In the current study, expecting nausea was found to be significantly associated with development of nausea, such that the likelihood of nausea was 6.458 times higher in patients expecting nausea than in those not expecting nausea. Consistently, some studies have indicated that patients expecting nausea experience CIN more frequently (7, 14). Moreno et al. argued that having history of nausea and vomiting was a risk factor for nausea and vomiting after surgery (24), while Molassiotis et al. study showed that expecting nausea was not a significant factor for CINV (8). The findings of the current study highlight paying greater attention to the patients' expecting nausea and prevention of nausea via pharmacologic and non-pharmacologic approaches.
This study demonstrated that nausea and the type of chemotherapy drug were significantly associated with different emetogenic potential. Fraunholz et al. demonstrated that the emetogenic potential of chemotherapy protocol was the most important risk factor for the development of nausea and vomiting (10).
Our findings showed a significant association between feeling pain and developing CIN such that the likelihood of nausea was 2.426 times higher in patients feeling pain than in those without pain. Consistent with the current study, Gan and Watcha reported that postsurgical pain led to development of nausea and pain after surgery (22, 25). This study further confirms that greater attention should be paid to pain and preventing it in patients under chemotherapy using pharmacologic and non-pharmacologic approaches.
A strength of our study was that CIN-associated factors were investigated in patients with any type, rather than a specific type, of cancer referring for chemotherapy, including lymphoma, leukemia, lung cancer, breast cancer, larynx cancer, skin cancer, bone cancer, and brain cancer. In addition, this study investigated a wide spectrum of variables because nausea occurs most frequently at the acute phase of chemotherapy.
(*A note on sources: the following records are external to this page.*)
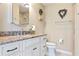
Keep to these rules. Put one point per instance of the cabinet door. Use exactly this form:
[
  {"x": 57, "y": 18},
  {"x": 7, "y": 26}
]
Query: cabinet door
[
  {"x": 29, "y": 45},
  {"x": 12, "y": 49}
]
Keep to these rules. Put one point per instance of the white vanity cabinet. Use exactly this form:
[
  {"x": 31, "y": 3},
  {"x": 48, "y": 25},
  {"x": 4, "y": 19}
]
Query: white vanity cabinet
[
  {"x": 35, "y": 46},
  {"x": 31, "y": 47},
  {"x": 12, "y": 49}
]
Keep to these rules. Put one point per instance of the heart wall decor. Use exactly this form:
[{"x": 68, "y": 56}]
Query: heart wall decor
[{"x": 62, "y": 13}]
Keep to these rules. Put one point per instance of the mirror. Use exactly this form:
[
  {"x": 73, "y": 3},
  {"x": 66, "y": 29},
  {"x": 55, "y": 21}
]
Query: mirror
[{"x": 20, "y": 13}]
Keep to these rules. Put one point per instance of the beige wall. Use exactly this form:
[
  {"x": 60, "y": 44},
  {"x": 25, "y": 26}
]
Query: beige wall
[
  {"x": 34, "y": 18},
  {"x": 58, "y": 28},
  {"x": 77, "y": 29}
]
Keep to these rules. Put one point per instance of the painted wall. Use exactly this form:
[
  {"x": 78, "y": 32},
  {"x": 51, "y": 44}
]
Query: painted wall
[
  {"x": 34, "y": 18},
  {"x": 77, "y": 29},
  {"x": 57, "y": 28}
]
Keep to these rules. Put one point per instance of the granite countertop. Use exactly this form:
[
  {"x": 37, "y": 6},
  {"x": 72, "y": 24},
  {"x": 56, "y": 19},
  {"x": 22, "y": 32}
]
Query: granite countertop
[{"x": 7, "y": 39}]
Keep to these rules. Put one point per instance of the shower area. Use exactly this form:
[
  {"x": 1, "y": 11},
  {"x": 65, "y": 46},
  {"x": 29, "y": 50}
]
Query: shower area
[{"x": 62, "y": 27}]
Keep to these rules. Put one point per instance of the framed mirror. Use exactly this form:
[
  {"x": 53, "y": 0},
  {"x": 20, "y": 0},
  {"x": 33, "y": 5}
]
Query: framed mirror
[{"x": 20, "y": 14}]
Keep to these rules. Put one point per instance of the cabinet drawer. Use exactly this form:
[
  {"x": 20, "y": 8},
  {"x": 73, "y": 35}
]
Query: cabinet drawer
[
  {"x": 12, "y": 49},
  {"x": 43, "y": 50}
]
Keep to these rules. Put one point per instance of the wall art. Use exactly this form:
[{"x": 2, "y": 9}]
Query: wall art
[{"x": 62, "y": 13}]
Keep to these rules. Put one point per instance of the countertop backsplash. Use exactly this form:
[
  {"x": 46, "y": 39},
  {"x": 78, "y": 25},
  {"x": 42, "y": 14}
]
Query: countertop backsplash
[{"x": 14, "y": 33}]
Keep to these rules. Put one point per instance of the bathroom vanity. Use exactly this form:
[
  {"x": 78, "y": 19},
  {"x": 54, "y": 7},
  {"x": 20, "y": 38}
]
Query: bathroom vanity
[{"x": 24, "y": 46}]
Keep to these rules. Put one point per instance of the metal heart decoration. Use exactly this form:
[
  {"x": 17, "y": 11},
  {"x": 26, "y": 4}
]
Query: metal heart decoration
[{"x": 62, "y": 13}]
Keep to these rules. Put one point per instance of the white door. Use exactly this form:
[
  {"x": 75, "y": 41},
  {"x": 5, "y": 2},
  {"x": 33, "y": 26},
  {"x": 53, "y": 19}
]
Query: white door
[
  {"x": 43, "y": 46},
  {"x": 12, "y": 49}
]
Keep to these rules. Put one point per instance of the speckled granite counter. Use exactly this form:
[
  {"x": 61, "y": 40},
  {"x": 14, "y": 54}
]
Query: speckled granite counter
[{"x": 8, "y": 39}]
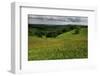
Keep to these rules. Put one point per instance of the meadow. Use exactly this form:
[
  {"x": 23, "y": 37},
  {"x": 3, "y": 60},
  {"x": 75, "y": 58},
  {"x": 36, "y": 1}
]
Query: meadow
[{"x": 57, "y": 42}]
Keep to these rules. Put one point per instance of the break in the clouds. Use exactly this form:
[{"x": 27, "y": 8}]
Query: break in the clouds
[{"x": 57, "y": 20}]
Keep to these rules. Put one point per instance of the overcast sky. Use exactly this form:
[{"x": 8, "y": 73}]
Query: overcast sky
[{"x": 57, "y": 20}]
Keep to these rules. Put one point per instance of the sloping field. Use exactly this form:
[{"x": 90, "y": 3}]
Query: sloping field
[{"x": 65, "y": 46}]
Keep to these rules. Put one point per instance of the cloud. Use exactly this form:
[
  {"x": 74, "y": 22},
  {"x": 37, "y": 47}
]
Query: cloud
[{"x": 57, "y": 20}]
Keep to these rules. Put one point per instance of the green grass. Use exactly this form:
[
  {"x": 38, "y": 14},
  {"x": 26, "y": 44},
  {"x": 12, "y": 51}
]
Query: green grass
[{"x": 64, "y": 46}]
A limitation of the current study was that the results cannot be generalized to the late phase because we investigated the association of the above factors with CIN incidence only in the acute phase. Besides, because the patients were asked questions that required them to recall what happened 24 hours ago, they might not recall everything completely; and this increases the risk of recall bias.
5.1. Conclusion
The final model demonstrated that the likelihood of nausea was 2.426 and 6.458 times higher at the acute phase of chemotherapy in patients feeling pain and expecting nausea than in those without pain and not expecting nausea, respectively.
Chemotherapy consumption of carbohydrates or smelling a specific odor in the acute phase led to 1.288- and 1.559-fold increase in the chance of nausea, respectively, as compared to those who did not eat any food or were not exposed to any odor. The chance of nausea increases with the use of high nausea-inducing chemotherapy drugs. Therefore, nurses and physicians are recommended to pay greater attention to these factors and help to reduce CIN significantly through educating and mediating the factors.